Hong-Chun Li, National Taiwan University, Department of Geosciences, Taipei, Taiwan, Yi-Wei Chang, Natioanl Taiwan University, Department of Geosciences, Taipei, Taiwan and William Berelson, University of Southern California, Earth Sciences, Los Angeles, United States
A 52-cm gravity core retrieved by the depo-center of Santa Barbara Basin (SBB) of California in 2012 has been dated by 210Pb dating method and lamination counting. The core contains depositional history since ~1815 C.E. with sedimentation rate of 0.25~0.29cm/yr. The core was X-ray radiographed on 0.2mm resolution by an Itrax-XRF Core Scanner, showing laminations and providing elemental content of bulk sediments. Acid (0.5N HCl) leachable Elements (ALEs) of the bulk sediments from 71 horizons have been measured by an ICP-OES. A total of 89 AMS 14C measurements on samples from 66 horizons, including animal cartilage, shells and total organic carbon (TOC) in the sediments.
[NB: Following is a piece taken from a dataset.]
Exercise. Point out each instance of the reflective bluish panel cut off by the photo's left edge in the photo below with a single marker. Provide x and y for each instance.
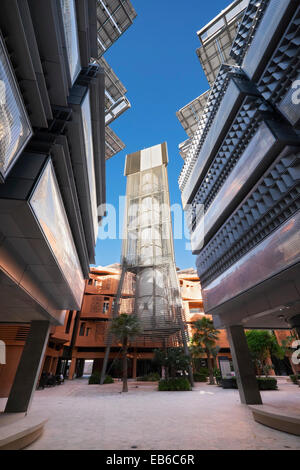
(15, 129)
Among these AMS dates, 78 14C dates of TOC from 62 horizons show apparent 14C ages between 500 and 4000 yr BP with D14C values ranging from -64.3‰ to -383.8‰. Both organic and inorganic carbons in SBB have serious old carbon influences. The old carbon sources in SBB are the input of terrigenous sediments, the changes of ocean circulation, the biological input and the old carbon remineralization. These factors are affected by the changes of the sedimentary environment in the basin, and resulting in 14CTOC fluctuations. Three strong old 14CTOC excursions around 1964, 1884 and 1819 CE might indicate strong input of terrestrial sediments caused by natural hazards (e.g., earthquake or flooding). On multiple decadal scales, the D14CTOC changes are also related to remineralization of CH4 which is reduced from the old marine sediments in deeper layers and to the oxidation condition that is affected by vertical mixing of the water column. On interannual scales, variations of D14CTOC probably correspond to El Niño-Southern Oscillation (ENSO) effect. During the La Niña period, stronger upwelling and northerly current bring nutrient enriched water into SBB and lead to higher productivity. The organic and carbonate enriched sediments containing lower ALEs and lower XRF measured elements with higher D14CTOC form the light layer during La Niña period. During the El Nino period, the phenomena are opposite.